После того, как все раненые были эвакуированы, в отряде опять наступило некоторое затишье, хотя все же все время с фронта прибывали раненые. Был устроен также питательный пункт для проходивших мимо отдельных солдат.

Наконец было решено выдвинуть вперед из отряда две летучки. Они были размещены приблизительно на линии штабов дивизий, вероятно верстах в трех от передовой линии и в полутора верстах от наших батарей. В каждой летучке находилось по несколько двуколок (точного числа не помню), доктор, фельдшер и по несколько сестер и студентов-санитаров.

Летучки обслуживали раненых, доставляемых, вероятно, из полковых лазаретов, и отправляли их дальше. Собственных госпиталей в летучках, конечно, не было.

Я был назначен заведующим второй летучки. Мы расположились в одном из зданий какого-то польского привилегированного женского пансиона. Все ученицы были распущены, но начальница и ее помощница оставались на месте и старались нам оказывать всякую помощь, предпочитая, однако, с нами объясняться по-французски.

Моей будущей жены в моей летучке не было. Но весь персонал подобрался очень милый, и мы жили и работали очень дружно.

Летучка исполняла не только медицинскую работу. Она быстро превратилась в своеобразный офицерский клуб. К нам заходили и одиночные офицеры, а иногда и целыми группами. Недалеко от нас располагались полковые резервы, куда отводили на отдых очередные полки. Фронт проходил вдоль маленькой речки, кажется, по названию Равка, и до самого мая война носила чисто позиционный характер. В темноту фронт освещался ракетами и с той и с другой стороны, которые были ясно видны от нас. Всю ночь обычно продолжалась стрельба, но никаких попыток проникновения за проволочные заграждения противника не было.

Офицеры любили бывать у нас, должным образом оценивая домашний уют, устраиваемый сестрами. Вместо скатерти бралась из соседней перевязочной комнаты большая простыня, расставлялся большой стол в комнате, где спал мужской персонал, и создавалось впечатление настоящей столовой. Помню появление офицеров целой батареи, во главе с ее командиром. В другой раз пришло человек пятнадцать пехотных офицеров, очень веселых молодых людей. Через несколько дней все они погибли от первых пущенных немцами газов.

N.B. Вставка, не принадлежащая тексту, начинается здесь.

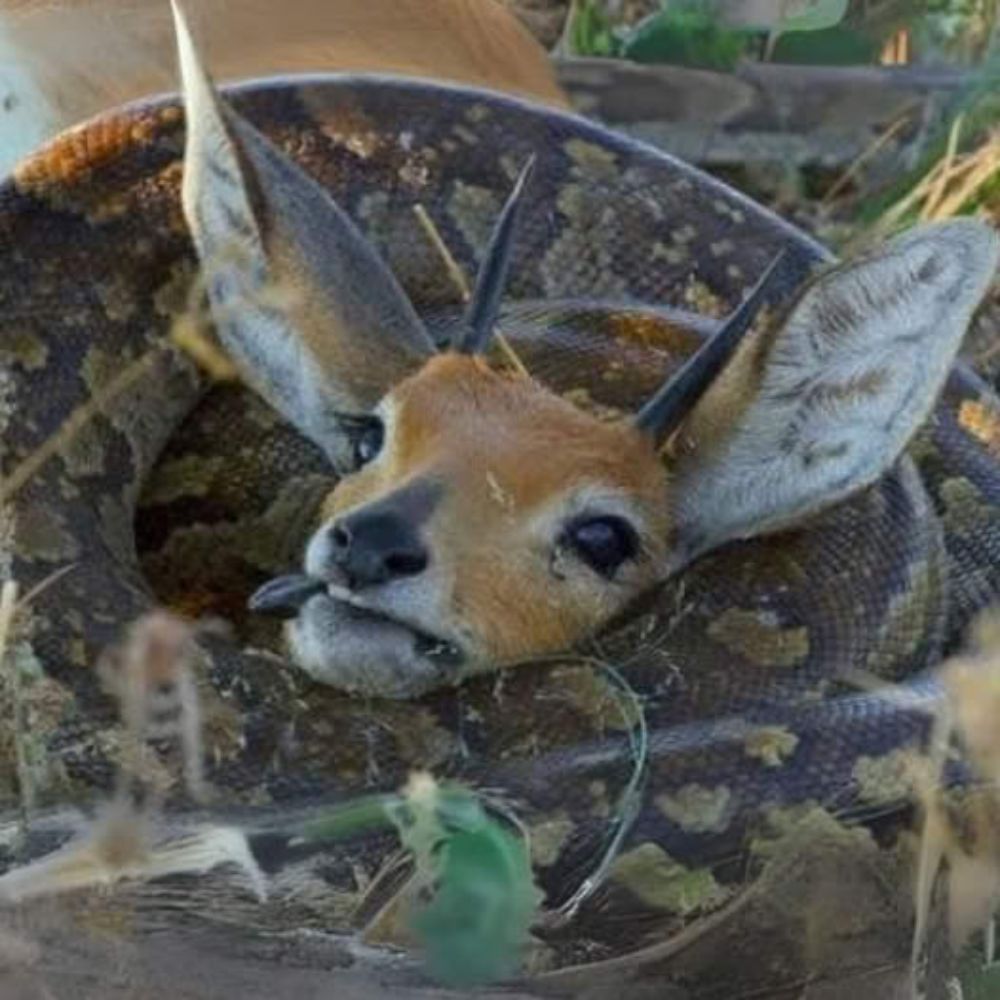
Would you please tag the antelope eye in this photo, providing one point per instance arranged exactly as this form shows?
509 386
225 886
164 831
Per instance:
366 434
368 442
603 543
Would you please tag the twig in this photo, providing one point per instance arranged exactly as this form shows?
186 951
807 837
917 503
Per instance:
458 276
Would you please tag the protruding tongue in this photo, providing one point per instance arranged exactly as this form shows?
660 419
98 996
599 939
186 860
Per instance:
284 595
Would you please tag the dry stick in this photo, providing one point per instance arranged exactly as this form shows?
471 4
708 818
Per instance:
863 157
986 162
462 283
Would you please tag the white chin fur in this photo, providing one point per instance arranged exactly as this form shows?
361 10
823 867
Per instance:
357 654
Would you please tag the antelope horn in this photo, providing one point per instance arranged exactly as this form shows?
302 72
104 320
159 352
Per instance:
663 412
481 316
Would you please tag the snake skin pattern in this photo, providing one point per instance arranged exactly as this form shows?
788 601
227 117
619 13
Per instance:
123 463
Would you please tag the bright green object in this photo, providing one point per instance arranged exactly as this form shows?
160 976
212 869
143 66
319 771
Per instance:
476 891
482 896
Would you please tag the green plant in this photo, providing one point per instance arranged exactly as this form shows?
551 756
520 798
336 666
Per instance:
475 897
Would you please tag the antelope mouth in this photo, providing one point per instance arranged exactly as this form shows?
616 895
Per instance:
285 596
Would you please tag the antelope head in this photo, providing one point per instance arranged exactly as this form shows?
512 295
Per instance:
481 519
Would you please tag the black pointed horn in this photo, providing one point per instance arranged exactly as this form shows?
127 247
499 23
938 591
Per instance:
484 306
664 411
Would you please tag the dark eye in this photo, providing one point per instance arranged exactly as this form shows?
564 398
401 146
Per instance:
368 442
603 543
366 434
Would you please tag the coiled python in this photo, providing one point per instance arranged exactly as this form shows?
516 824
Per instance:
124 466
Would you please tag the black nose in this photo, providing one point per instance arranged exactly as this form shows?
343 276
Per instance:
376 546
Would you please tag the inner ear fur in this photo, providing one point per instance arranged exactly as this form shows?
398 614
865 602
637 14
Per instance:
823 402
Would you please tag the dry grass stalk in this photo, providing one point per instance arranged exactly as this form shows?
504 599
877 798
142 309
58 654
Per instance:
948 185
10 671
150 674
962 827
458 276
863 157
54 445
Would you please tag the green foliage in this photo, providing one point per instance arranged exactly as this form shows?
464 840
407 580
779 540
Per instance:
685 35
591 31
817 15
837 46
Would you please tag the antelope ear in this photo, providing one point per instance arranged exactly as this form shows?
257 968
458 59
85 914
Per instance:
826 402
311 315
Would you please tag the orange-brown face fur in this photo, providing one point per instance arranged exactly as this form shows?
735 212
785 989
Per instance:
510 465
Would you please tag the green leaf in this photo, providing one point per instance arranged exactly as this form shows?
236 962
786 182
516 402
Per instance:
684 36
591 31
839 46
813 15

Мы ходили в расположение стоявших на отдыхе полков. В 13-м Белозерском полку около аппетитно дымящихся походных кухонь я разговорился со штабс-капитаном, вероятно дежурным по полку. Он был окружен своими солдатами, с которыми разговаривал по-братски, и они к нему относились как к старшему товарищу. Через два года во время революции я часто вспоминал эту сцену около полевой кухни полка, находившегося на отдыхе.

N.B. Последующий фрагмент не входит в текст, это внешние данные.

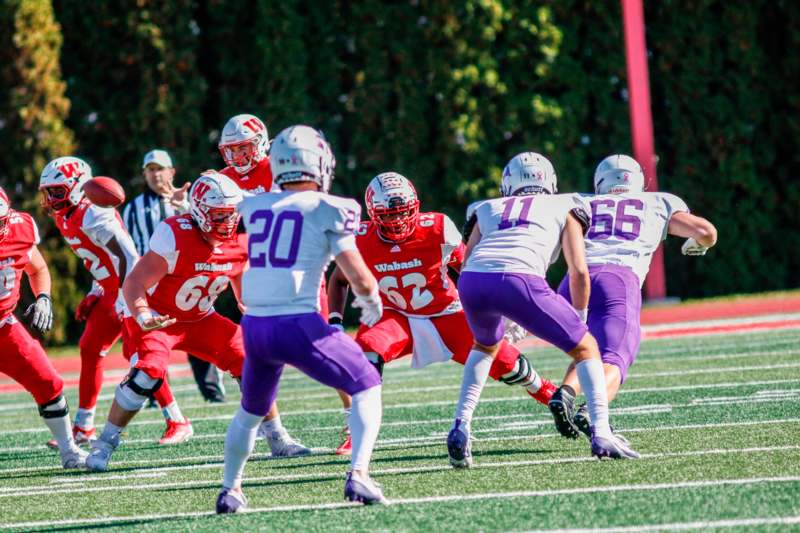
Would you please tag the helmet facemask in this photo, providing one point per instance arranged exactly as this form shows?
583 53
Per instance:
397 221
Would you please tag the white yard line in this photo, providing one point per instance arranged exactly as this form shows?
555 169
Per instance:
420 501
215 460
684 526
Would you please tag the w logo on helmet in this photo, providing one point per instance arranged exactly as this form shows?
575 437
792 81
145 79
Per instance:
200 190
254 125
70 170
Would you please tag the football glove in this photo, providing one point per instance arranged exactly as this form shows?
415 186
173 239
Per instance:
692 247
371 307
41 313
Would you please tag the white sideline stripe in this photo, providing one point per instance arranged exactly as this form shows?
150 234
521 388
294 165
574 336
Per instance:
676 526
394 388
389 444
521 397
38 490
422 500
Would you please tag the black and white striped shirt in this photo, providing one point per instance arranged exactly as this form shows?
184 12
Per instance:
141 216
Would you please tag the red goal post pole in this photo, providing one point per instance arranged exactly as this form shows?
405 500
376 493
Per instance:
642 123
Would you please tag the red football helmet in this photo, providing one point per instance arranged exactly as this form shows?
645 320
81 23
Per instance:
244 142
393 206
5 214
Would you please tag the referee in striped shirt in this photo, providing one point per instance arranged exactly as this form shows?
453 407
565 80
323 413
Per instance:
141 215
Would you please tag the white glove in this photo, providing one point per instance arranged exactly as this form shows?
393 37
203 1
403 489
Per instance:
371 307
692 247
512 331
41 312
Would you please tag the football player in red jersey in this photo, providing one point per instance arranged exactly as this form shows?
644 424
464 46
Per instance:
23 358
411 255
98 236
171 292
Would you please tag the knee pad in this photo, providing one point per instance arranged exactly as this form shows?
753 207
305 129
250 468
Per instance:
55 408
522 375
377 361
135 389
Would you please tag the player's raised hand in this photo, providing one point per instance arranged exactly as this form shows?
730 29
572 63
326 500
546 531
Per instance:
149 320
41 312
371 307
692 247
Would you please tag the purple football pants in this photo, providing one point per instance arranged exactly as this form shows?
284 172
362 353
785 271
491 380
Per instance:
614 308
306 342
526 299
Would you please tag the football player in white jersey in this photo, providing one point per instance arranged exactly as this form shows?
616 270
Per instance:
513 242
627 227
293 235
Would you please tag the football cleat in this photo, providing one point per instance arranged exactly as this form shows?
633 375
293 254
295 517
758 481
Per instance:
230 501
100 455
544 393
74 458
611 448
459 449
176 432
363 490
584 424
281 444
346 447
80 435
562 407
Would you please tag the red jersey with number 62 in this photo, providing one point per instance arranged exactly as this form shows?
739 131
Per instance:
412 275
15 254
197 272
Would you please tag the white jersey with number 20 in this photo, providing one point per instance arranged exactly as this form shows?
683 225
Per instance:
292 237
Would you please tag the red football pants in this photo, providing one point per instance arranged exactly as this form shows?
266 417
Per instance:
391 339
213 338
24 360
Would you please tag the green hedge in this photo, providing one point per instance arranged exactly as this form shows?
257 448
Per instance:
444 92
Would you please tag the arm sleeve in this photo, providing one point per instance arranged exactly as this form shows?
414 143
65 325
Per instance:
163 243
343 216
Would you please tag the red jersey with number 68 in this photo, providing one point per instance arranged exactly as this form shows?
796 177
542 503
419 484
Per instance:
412 275
257 181
15 254
88 229
197 272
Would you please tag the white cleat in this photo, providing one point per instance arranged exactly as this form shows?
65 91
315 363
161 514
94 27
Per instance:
100 456
74 458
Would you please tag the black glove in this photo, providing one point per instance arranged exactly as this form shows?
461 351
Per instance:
41 312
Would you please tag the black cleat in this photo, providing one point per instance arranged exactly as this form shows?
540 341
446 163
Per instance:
562 407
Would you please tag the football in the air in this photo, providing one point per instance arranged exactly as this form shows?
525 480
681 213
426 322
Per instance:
104 191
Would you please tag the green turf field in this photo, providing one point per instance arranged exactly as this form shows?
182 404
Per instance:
715 418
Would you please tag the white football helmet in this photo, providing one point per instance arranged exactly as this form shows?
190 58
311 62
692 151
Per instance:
61 183
618 174
5 214
393 206
528 173
301 153
213 199
244 142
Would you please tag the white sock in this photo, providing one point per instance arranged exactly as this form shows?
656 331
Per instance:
274 425
239 442
85 417
347 411
62 431
173 412
365 421
476 372
593 382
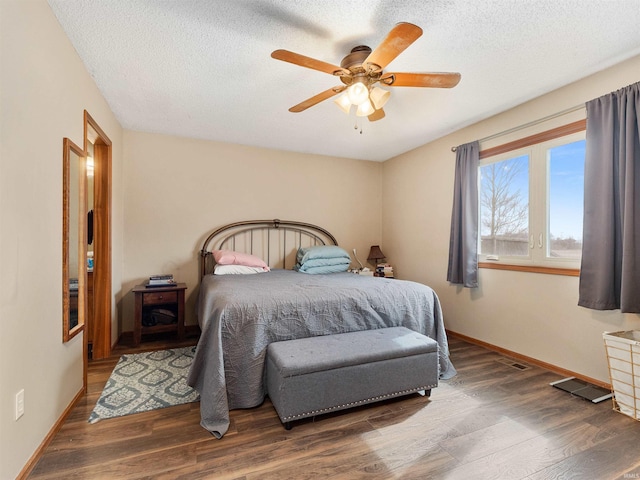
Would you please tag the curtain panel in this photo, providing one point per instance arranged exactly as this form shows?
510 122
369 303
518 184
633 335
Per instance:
610 271
463 242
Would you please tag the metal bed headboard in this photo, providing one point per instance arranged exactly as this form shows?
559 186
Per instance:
266 238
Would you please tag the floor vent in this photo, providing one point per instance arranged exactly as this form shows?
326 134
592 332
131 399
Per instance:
582 389
513 364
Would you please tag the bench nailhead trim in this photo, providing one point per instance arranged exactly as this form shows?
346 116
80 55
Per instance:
359 402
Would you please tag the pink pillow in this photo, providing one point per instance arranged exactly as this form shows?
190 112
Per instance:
229 257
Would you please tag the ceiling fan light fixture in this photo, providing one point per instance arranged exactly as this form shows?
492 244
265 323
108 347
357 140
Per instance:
358 93
379 97
344 103
365 109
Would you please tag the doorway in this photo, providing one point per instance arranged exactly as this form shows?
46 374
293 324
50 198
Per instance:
98 329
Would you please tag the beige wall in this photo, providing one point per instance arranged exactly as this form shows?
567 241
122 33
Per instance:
45 89
532 314
177 190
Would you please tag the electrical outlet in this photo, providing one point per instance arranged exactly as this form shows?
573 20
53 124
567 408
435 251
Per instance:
19 404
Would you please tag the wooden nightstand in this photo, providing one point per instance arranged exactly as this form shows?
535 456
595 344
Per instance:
147 299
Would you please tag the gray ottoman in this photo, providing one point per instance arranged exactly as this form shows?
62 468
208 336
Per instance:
315 375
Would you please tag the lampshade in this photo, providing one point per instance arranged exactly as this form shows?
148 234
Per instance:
358 93
365 109
344 103
375 253
379 97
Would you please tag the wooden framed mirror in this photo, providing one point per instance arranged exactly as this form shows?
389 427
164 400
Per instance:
74 239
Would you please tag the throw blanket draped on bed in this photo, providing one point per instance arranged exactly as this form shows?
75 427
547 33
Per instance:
240 315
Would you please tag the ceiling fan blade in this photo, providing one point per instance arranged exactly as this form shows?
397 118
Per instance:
398 39
310 102
434 80
377 115
308 62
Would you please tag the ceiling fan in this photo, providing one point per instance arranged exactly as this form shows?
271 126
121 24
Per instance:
363 68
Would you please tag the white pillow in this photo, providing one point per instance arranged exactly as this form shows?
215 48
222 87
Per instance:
237 270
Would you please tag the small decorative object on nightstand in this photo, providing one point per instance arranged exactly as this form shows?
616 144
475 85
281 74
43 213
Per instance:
375 255
158 309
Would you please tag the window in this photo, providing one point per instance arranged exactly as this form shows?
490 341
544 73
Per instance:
531 200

Военной опасности для нас в летучке не было никакой. Правда, я угодил однажды под артиллерийский обстрел. Снаряды рвались поблизости, когда я ехал верхом куда-то по делу. Я поднял коня на галоп, не сразу даже сообразив, что это наша зенитная батарея била по немецкому самолету, пролетавшему высоко надо мной. В те времена наши зенитки были довольно примитивными. Просто хобот орудия спускался в специально вырытую яму, что позволяло поднять дуло пушки вверх.

Возвращаясь назад, я заехал на эту батарею и стал бранить знакомых офицеров. А те хохотали и говорили:

– А вы чего совались под наши снаряды.

В летучке зауряд-врачом[192] была студентка, перешедшая на пятый курс. Она очень добросовестно исполняла свои докторские обязанности. Только один раз мой зауряд-врач Маруся Н. спасовала.

Приезжает однажды ко мне начальник дивизии ген[ерал]-лейт[енант] Миллиант[193]. Летучка находилась в районе расположения его четвертой дивизии, значит, он был наш абсолютный диктатор.

Генерал благодарит летучку за хорошую работу и просит (просьба начальника есть приказание) обслуживать не только раненых, но и больных, особенно венериков.

После отъезда генерала я пошел в перевязочную и передал нашему зауряд-врачу просьбу генерала. Вдруг вижу, что Марусин маленький носик краснеет. Не похоже на то, чтобы курсистка пятого курса краснела, когда при ней говорят о венерических болезнях. В чем дело?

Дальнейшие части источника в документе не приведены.